Recently an entertainer in World Wrestling Entertainment named Buddy Murphy began calling himself “Professional Wrestling’s Best Kept Secret” – with all due respect to his creative catchphrase, I believe we should start calling Washington Nationals’ reliever Matt Grace “D.C. Baseball’s Best Kept Secret”.
Last season Grace was quietly effective for the Nationals, producing a 4.32 ERA, 1.360 WHIP and 31 strikeouts against 18 walks over 50 innings pitched. An 8th round pick by Washington in the 2010 MLB Draft from UCLA, Grace steadily rose through Washington’s minor league system before reaching the majors in 2015. The 29-year-old Grace does a solid job minimizing home runs and inducing ground balls, with a career 61.1% ground ball ratio. Grace is especially effective against left-handed hitters, allowing a meager .232/.315/.235 batting line in 2017.
In addition, Grace brings a unique element to the Nationals’ relief corps, notably his ability to throw multiple innings, as he threw 2 or more innings 8 separate times in 2017. Grace does not overwhelm with his pure stuff, as his sinking fastball sits around 91mph and he has a good, but not great slider; however he locates his pitches well and has some natural deception in his delivery to disrupt opposing hitters’ rhythm.

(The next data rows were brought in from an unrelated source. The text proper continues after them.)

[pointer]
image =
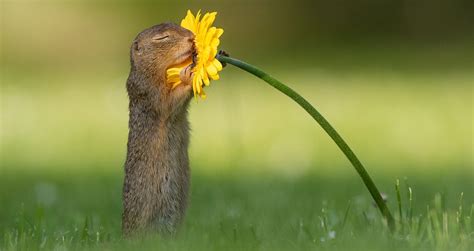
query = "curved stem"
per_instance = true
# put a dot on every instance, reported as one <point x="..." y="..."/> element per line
<point x="325" y="125"/>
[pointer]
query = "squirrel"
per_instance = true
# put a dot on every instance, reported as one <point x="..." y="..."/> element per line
<point x="156" y="181"/>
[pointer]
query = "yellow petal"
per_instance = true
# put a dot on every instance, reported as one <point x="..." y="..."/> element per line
<point x="211" y="69"/>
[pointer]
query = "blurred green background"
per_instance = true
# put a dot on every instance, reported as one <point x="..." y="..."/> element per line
<point x="395" y="78"/>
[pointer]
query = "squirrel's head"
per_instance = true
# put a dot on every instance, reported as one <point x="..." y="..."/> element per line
<point x="153" y="51"/>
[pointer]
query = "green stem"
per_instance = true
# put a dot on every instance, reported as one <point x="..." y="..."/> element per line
<point x="325" y="125"/>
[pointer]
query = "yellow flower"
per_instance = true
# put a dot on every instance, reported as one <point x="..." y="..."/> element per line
<point x="206" y="40"/>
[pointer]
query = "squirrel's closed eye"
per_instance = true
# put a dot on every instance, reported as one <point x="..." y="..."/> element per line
<point x="161" y="37"/>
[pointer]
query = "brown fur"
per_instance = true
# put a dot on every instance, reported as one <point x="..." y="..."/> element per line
<point x="156" y="181"/>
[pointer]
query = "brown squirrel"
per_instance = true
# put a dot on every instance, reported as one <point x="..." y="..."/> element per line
<point x="156" y="180"/>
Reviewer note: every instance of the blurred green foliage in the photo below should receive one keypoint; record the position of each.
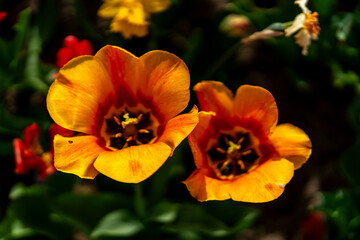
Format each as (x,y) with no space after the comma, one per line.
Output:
(65,207)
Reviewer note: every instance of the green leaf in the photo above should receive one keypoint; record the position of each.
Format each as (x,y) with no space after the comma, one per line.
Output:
(119,223)
(323,7)
(165,212)
(342,213)
(32,206)
(32,72)
(87,209)
(22,30)
(343,26)
(194,218)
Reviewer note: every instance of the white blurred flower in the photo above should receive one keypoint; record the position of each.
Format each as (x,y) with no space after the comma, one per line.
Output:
(307,26)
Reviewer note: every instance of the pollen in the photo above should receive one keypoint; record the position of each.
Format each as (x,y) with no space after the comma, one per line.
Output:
(311,24)
(233,155)
(128,129)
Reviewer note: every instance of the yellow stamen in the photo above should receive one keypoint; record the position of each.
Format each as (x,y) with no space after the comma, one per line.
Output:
(311,24)
(128,120)
(117,120)
(233,147)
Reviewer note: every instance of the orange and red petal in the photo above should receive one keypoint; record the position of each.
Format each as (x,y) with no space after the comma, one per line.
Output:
(214,96)
(123,71)
(133,164)
(256,103)
(291,143)
(179,127)
(76,155)
(164,83)
(198,138)
(77,93)
(263,184)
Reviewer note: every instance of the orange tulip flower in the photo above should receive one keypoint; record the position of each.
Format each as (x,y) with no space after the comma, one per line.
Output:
(239,151)
(125,108)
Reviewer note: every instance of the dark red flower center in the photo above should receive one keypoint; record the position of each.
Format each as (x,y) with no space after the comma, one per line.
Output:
(129,129)
(234,154)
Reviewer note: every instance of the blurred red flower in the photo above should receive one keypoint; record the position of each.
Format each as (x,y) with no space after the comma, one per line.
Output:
(29,154)
(2,15)
(72,48)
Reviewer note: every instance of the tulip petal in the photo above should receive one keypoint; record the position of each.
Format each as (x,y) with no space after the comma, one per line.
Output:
(256,103)
(133,164)
(166,83)
(179,127)
(263,184)
(74,98)
(123,70)
(196,138)
(214,96)
(109,9)
(76,155)
(291,143)
(155,6)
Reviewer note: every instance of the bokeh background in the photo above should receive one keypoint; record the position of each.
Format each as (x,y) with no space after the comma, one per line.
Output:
(318,93)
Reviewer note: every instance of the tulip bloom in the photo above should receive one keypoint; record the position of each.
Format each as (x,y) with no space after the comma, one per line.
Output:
(130,17)
(72,48)
(29,154)
(124,108)
(239,151)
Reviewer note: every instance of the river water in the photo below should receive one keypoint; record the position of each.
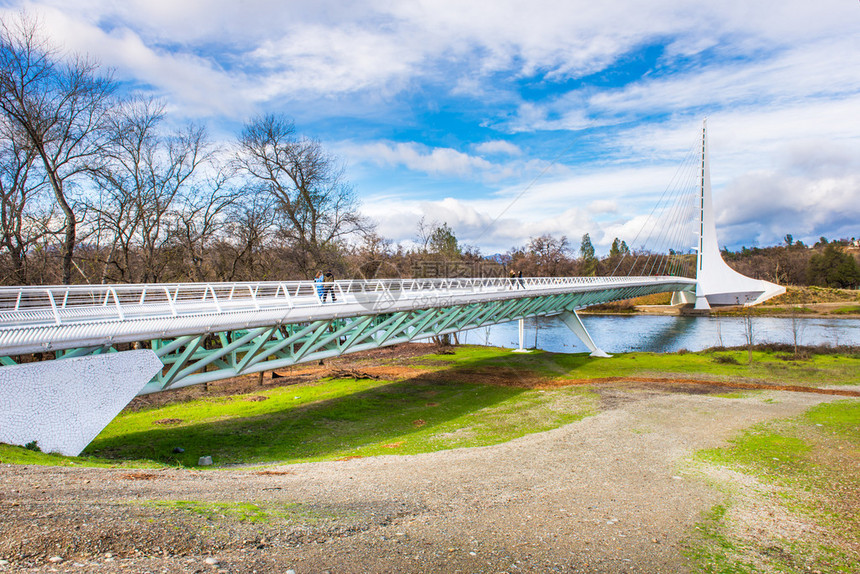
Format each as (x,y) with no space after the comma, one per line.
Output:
(661,334)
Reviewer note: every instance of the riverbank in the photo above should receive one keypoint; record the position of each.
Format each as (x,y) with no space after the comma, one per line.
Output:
(801,301)
(688,473)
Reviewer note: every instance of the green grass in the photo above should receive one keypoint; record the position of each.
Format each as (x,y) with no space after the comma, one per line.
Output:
(340,418)
(239,511)
(818,370)
(849,310)
(19,455)
(333,419)
(813,466)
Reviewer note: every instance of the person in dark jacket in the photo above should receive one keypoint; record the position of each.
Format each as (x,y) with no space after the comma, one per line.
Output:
(329,286)
(318,279)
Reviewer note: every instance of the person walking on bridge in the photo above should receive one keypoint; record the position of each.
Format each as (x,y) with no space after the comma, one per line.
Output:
(329,287)
(318,280)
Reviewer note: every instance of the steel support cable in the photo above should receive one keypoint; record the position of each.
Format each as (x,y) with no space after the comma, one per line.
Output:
(693,148)
(661,241)
(675,229)
(657,246)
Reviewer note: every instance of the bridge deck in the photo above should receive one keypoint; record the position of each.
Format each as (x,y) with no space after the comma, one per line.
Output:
(34,319)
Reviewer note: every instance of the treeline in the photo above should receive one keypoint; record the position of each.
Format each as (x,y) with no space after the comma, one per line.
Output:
(825,263)
(97,187)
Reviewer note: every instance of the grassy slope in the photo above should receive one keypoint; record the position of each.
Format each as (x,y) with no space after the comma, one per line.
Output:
(792,498)
(332,419)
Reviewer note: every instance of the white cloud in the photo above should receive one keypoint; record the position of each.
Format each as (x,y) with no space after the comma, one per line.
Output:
(498,147)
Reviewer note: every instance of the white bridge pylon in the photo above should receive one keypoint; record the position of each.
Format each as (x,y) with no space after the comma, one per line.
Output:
(717,283)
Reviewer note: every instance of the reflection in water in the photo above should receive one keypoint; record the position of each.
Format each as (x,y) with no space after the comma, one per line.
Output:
(625,333)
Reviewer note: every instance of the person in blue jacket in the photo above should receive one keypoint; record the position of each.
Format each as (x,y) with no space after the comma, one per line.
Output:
(318,279)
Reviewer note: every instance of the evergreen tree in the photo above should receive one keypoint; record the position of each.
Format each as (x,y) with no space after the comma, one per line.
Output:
(833,268)
(589,261)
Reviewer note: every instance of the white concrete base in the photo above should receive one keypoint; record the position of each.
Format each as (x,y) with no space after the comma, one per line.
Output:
(63,405)
(574,323)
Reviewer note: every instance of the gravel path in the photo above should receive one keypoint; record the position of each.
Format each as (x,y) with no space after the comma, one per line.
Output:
(611,493)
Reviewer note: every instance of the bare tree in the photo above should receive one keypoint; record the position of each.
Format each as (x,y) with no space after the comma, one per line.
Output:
(251,224)
(23,218)
(141,176)
(319,208)
(57,107)
(201,217)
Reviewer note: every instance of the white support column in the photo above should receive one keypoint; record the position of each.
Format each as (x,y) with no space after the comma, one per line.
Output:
(522,329)
(574,323)
(64,404)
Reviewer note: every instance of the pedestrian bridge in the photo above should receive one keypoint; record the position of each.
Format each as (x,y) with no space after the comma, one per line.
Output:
(205,332)
(97,346)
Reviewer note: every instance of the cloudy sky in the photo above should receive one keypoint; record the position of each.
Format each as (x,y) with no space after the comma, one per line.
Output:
(509,119)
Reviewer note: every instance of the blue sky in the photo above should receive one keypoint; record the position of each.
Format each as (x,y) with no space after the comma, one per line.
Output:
(450,109)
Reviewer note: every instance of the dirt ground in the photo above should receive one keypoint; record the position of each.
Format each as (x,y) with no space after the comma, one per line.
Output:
(614,492)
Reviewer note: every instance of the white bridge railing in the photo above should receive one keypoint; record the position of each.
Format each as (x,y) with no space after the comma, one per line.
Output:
(62,305)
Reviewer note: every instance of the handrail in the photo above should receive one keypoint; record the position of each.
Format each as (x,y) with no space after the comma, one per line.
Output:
(39,304)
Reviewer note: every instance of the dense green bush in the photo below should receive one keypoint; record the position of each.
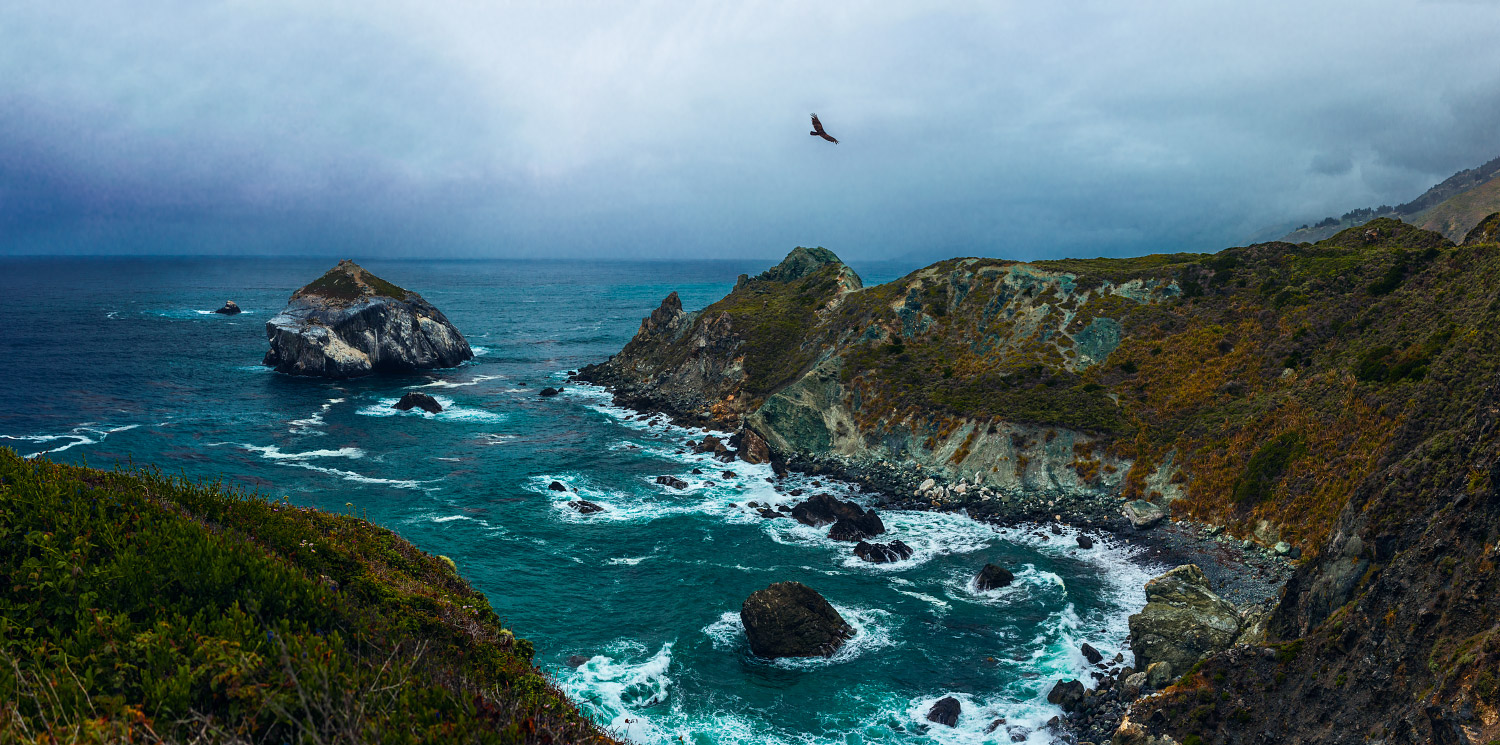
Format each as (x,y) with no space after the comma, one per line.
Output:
(138,607)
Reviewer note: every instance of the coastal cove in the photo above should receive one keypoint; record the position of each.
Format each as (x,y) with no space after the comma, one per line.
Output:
(141,371)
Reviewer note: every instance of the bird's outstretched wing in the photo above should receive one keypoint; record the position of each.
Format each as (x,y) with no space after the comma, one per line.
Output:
(818,129)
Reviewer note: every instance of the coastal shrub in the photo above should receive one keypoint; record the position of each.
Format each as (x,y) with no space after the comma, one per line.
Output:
(140,607)
(1266,465)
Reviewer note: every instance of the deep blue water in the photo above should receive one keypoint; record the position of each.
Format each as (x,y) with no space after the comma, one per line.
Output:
(117,360)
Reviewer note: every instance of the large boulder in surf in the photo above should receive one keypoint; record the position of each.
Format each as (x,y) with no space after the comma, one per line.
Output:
(1182,621)
(882,552)
(350,323)
(792,619)
(419,400)
(945,711)
(993,577)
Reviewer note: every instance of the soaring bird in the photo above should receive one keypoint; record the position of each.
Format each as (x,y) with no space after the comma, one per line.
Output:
(818,131)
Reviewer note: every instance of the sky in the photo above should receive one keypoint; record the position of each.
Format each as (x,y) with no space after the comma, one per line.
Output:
(680,129)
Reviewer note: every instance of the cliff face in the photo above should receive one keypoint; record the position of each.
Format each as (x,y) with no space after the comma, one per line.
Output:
(351,323)
(1338,396)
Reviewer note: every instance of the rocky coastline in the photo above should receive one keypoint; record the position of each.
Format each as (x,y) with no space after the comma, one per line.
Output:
(1313,426)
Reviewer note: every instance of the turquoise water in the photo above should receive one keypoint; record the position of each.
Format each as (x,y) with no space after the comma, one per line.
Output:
(117,360)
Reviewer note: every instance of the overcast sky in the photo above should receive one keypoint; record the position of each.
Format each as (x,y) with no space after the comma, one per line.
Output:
(1020,129)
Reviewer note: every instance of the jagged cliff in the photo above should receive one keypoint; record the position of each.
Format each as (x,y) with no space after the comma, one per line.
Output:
(1337,396)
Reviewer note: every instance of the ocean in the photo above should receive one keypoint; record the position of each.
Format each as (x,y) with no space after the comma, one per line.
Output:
(122,362)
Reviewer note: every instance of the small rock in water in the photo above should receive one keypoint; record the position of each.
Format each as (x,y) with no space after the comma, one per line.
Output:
(882,552)
(1067,694)
(419,400)
(945,711)
(993,577)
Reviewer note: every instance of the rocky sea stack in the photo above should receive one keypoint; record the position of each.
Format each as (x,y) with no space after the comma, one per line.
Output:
(792,619)
(350,323)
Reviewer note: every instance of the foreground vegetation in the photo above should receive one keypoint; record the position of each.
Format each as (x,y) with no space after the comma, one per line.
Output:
(137,607)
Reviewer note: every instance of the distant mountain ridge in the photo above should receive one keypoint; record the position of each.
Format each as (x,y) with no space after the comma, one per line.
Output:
(1452,207)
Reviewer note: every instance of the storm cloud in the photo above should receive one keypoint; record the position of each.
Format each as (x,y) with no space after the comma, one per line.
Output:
(680,129)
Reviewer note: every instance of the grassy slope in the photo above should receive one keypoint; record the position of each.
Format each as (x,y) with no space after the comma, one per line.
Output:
(1460,213)
(138,607)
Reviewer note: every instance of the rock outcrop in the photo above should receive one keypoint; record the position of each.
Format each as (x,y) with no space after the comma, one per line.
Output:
(945,711)
(792,619)
(993,577)
(1337,397)
(351,323)
(882,552)
(1182,621)
(417,400)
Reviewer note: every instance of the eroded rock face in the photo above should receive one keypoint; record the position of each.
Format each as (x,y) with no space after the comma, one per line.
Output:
(351,323)
(1182,621)
(792,619)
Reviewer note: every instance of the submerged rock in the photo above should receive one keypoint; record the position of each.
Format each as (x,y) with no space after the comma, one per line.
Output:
(1092,655)
(945,711)
(882,552)
(417,400)
(1182,621)
(792,619)
(351,323)
(993,577)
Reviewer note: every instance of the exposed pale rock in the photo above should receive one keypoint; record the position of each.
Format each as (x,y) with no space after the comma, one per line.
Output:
(1182,621)
(351,323)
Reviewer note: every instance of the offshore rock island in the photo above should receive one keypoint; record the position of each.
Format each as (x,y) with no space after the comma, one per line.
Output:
(1334,403)
(350,323)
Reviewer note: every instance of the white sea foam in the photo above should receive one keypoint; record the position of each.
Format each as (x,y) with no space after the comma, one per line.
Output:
(302,460)
(86,433)
(456,384)
(309,424)
(627,561)
(617,688)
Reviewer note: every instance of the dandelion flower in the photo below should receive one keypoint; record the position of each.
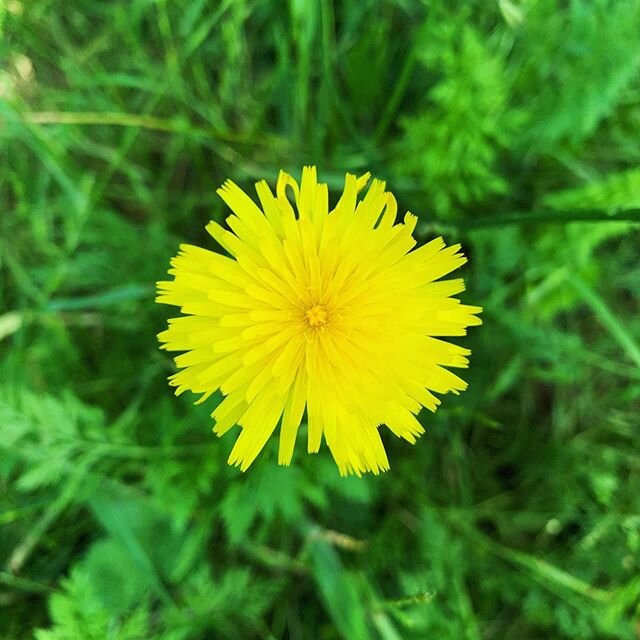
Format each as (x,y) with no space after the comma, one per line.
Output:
(329,310)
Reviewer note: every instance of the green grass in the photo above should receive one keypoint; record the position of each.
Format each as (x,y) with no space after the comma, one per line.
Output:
(510,127)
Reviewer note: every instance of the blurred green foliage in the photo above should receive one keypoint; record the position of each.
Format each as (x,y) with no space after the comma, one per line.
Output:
(511,126)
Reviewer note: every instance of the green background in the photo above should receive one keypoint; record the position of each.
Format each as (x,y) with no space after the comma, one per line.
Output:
(510,126)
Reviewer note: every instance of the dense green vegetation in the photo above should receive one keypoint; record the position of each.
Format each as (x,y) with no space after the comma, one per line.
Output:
(509,126)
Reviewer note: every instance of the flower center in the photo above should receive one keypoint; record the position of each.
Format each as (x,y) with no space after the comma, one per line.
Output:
(317,316)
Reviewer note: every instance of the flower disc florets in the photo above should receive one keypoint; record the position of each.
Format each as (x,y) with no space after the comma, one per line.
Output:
(332,312)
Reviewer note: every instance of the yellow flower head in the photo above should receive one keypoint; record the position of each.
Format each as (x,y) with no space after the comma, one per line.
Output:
(328,310)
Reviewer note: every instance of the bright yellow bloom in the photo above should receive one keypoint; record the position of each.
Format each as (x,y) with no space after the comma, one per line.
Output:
(328,310)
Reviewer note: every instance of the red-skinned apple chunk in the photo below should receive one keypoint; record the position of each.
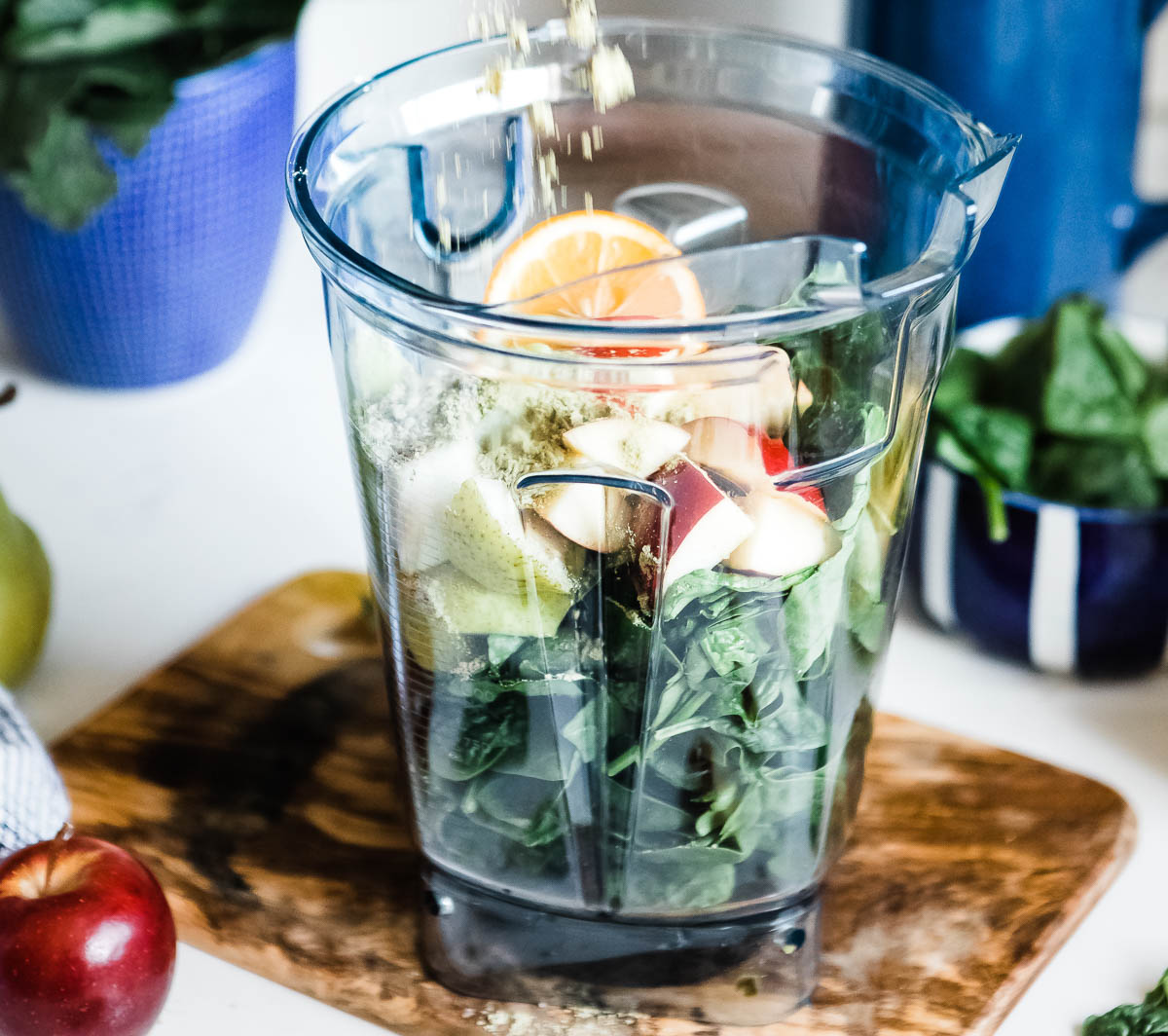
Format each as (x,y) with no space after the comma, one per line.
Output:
(789,534)
(87,942)
(706,525)
(746,456)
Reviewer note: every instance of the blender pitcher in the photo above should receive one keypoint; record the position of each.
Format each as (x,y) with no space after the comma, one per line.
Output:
(636,575)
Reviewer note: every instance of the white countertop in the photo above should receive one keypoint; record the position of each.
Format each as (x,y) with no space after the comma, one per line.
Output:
(164,510)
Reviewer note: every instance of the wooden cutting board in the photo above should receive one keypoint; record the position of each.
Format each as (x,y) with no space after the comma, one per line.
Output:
(255,774)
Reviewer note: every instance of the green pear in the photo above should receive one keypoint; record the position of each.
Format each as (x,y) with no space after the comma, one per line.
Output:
(443,605)
(24,593)
(488,539)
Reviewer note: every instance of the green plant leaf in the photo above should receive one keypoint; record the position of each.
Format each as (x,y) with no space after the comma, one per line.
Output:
(65,179)
(1083,397)
(1155,436)
(1146,1018)
(1096,474)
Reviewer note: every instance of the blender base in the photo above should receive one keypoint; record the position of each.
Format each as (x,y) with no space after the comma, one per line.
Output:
(746,971)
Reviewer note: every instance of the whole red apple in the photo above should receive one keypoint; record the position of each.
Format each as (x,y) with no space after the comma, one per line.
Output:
(87,942)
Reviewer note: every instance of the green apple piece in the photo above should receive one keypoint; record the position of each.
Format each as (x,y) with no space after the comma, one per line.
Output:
(24,595)
(443,605)
(425,487)
(488,540)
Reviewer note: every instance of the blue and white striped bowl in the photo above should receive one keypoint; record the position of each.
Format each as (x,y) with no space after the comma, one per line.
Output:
(1073,590)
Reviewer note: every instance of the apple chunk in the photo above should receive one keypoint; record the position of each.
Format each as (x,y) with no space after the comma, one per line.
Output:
(746,456)
(789,534)
(595,516)
(488,538)
(706,525)
(424,489)
(638,446)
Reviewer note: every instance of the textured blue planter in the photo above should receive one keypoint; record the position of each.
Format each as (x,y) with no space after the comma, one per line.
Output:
(162,284)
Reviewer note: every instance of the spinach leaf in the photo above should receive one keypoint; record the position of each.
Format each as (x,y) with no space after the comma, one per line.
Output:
(813,610)
(489,730)
(1067,410)
(1155,437)
(74,72)
(688,882)
(1083,396)
(1146,1018)
(999,440)
(1096,474)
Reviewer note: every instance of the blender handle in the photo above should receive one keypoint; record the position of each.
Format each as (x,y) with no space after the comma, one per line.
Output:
(425,227)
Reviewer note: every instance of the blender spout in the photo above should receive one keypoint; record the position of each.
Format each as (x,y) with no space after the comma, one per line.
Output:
(984,182)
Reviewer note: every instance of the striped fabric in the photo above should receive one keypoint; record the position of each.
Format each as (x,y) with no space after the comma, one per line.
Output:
(33,800)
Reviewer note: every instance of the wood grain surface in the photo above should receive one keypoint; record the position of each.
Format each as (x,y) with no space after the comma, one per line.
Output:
(255,774)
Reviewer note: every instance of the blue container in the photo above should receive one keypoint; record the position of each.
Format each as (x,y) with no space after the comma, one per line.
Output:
(1066,75)
(1072,590)
(162,284)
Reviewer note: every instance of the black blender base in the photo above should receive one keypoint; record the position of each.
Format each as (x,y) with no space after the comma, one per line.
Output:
(742,972)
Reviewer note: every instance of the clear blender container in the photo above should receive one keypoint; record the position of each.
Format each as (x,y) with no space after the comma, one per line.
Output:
(636,577)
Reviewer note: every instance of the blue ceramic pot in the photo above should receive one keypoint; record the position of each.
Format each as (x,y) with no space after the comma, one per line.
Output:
(1073,590)
(164,280)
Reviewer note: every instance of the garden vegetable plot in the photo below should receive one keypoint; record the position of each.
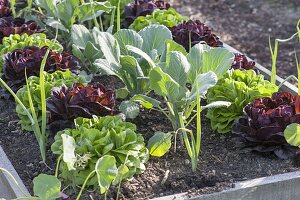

Now the 2018 season has arrived and Washington has a new, forward-thinking manager Dave Martinez at the helm. And certainly there is little question that Washington’s “A bullpen” consists of Brandon Kintzler in the 7th, Ryan Madson in the 8th and Sean Doolittle serving as the closer to finish games. However, the inconsistency of fellow left-handed relievers Enny Romero and Sammy Solis leaves an obvious void in Washington’s bullpen for a left-handed relief specialist. Furthermore, the composition of Washington’s current bullpen lacks anyone experienced pitching multiple innings on a consistent basis. Already this season we have seen Martinez use Grace in four of the team’s first six games, both in a multi-inning role to finish a game and in the middle innings to combat a tough left-handed hitter.
The National League East is filled with many top left-handed batters, namely Freddie Freeman, Jay Bruce and Michael Conforto – Matt Grace should see plenty of opportunities this summer to try and neutralize these talented lefties. Also, Washington’s lack of a solid #5 starter and the absence of a true long-reliever should also give Grace multiple opportunities to pitch this season. Therefore, the team’s bullpen will be counting on Grace’s ability to both neutralize quality left-handed hitters and occasionally pitch multiple innings in 2018.
Much like a Swiss Army Knife, you do not realize how valuable Matt Grace’s versatility is until you need him and Washington will be counting on him as a vital component of their relief corps this season. Now, is there any chance we can convince him to enter each game to a loud “shushing” sound?